Desde que assumiu a Seleção, em junho de 2025, o técnico italiano havia promovido alterações em todas as formações iniciais. Contra os japoneses, no entanto, optou por manter os mesmos 11 jogadores que iniciaram a vitória sobre a Escócia, demonstrando confiança na evolução do time.
A decisão representou uma mudança de postura após uma sequência de testes e ajustes realizados ao longo dos primeiros 15 jogos de Ancelotti no comando da equipe nacional.
A formação repetida manteve a dupla de ataque composta por Vinicius Júnior e Rayan, além de um meio-campo organizado em losango, com Casemiro como volante, Bruno Guimarães e Lucas Paquetá mais avançados e Matheus Cunha completando o setor ofensivo.
Antes da partida, Ancelotti explicou a opção por preservar a equipe.
“Jogaram bem e se pode repetir o mesmo jogo, a mesma atitude e a mesma qualidade. Estamos preparados.
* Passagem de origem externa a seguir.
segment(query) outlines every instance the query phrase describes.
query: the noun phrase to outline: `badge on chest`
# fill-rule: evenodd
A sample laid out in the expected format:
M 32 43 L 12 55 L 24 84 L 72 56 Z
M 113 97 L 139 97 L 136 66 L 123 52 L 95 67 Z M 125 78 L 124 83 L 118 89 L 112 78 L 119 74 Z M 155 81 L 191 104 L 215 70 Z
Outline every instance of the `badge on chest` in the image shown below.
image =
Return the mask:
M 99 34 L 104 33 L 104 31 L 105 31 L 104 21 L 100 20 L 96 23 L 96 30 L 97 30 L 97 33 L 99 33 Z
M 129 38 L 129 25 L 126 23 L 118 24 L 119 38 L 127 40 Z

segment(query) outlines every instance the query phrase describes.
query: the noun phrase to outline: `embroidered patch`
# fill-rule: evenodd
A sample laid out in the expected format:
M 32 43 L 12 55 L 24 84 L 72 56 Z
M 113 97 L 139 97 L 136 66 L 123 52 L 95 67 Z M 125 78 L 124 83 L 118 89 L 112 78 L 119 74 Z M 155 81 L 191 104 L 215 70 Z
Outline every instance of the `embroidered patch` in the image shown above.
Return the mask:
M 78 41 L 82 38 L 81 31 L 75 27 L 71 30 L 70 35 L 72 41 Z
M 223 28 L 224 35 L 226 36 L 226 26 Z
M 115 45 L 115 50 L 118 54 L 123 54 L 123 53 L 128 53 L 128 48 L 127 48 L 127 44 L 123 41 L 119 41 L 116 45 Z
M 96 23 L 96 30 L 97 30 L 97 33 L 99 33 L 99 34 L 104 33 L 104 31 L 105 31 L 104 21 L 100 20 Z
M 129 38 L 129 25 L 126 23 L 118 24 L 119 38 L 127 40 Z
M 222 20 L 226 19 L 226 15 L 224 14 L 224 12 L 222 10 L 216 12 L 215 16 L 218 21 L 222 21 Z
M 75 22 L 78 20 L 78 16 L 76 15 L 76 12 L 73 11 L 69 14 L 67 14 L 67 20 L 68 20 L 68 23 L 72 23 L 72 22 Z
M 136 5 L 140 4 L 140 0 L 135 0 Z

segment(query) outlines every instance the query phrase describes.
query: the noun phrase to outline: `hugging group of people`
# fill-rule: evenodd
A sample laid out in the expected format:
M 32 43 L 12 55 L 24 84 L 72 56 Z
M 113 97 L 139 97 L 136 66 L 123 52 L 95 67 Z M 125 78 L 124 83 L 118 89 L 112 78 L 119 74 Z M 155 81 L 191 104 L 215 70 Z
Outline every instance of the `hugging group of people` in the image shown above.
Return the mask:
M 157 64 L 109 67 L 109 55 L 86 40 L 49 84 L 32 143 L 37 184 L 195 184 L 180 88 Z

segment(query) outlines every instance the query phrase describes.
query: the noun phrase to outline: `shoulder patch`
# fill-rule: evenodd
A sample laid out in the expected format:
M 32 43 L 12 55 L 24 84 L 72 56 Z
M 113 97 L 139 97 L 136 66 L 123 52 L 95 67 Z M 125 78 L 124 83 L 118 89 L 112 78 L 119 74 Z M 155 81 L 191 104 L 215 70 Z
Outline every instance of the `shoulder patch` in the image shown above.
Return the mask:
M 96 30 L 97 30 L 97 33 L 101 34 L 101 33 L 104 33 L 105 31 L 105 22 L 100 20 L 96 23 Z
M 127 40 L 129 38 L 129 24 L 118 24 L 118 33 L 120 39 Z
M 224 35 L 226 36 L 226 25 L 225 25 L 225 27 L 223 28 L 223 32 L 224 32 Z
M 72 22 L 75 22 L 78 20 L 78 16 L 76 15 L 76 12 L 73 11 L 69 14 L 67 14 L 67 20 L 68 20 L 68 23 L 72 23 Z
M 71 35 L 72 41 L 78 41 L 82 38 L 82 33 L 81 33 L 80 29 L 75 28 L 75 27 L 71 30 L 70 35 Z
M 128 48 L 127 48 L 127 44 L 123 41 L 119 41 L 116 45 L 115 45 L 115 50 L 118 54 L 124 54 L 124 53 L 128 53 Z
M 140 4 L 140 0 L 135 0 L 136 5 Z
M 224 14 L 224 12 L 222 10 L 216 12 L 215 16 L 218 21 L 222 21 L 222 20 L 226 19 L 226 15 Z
É um jogo que exige muito, mas a equipe pode fazer um bom jogo”, afirmou em entrevista.
O treinador também destacou que a estratégia previa alternar momentos de pressão alta com linhas mais compactas e reforçou a importância das jogadas de bola parada diante da qualidade do adversário.

Virada garantiu classificação
Dentro de campo, o Brasil encontrou dificuldades diante do Japão e saiu atrás no placar, mas conseguiu reagir na etapa final para vencer por 2 a 1, com gols de Casemiro e Gabriel Martinelli, garantindo a classificação para a fase seguinte da Copa do Mundo.
Após o confronto, Ancelotti avaliou que o sofrimento faz parte do futebol e reconheceu que a equipe precisou corrigir problemas apresentados no primeiro tempo.
Segundo o treinador, a ideia inicial era explorar os espaços entre as linhas da defesa japonesa, estratégia que acabou neutralizada pela forte marcação adversária. No intervalo, a comissão técnica alterou a forma de atacar, passando a utilizar mais cruzamentos e jogadas pelos lados.
Ancelotti também afirmou que a Seleção ainda precisa evoluir nas cobranças de escanteio, destacando que o elenco possui boa estatura e pode aproveitar melhor as bolas paradas ofensivas.
Números do treinador
A vitória sobre o Japão representou o 10º triunfo de Carlo Ancelotti à frente da Seleção Brasileira em 16 partidas disputadas.
Desde a estreia, em junho de 2025, o Brasil soma 10 vitórias, três empates e três derrotas, com 35 gols marcados e 13 sofridos.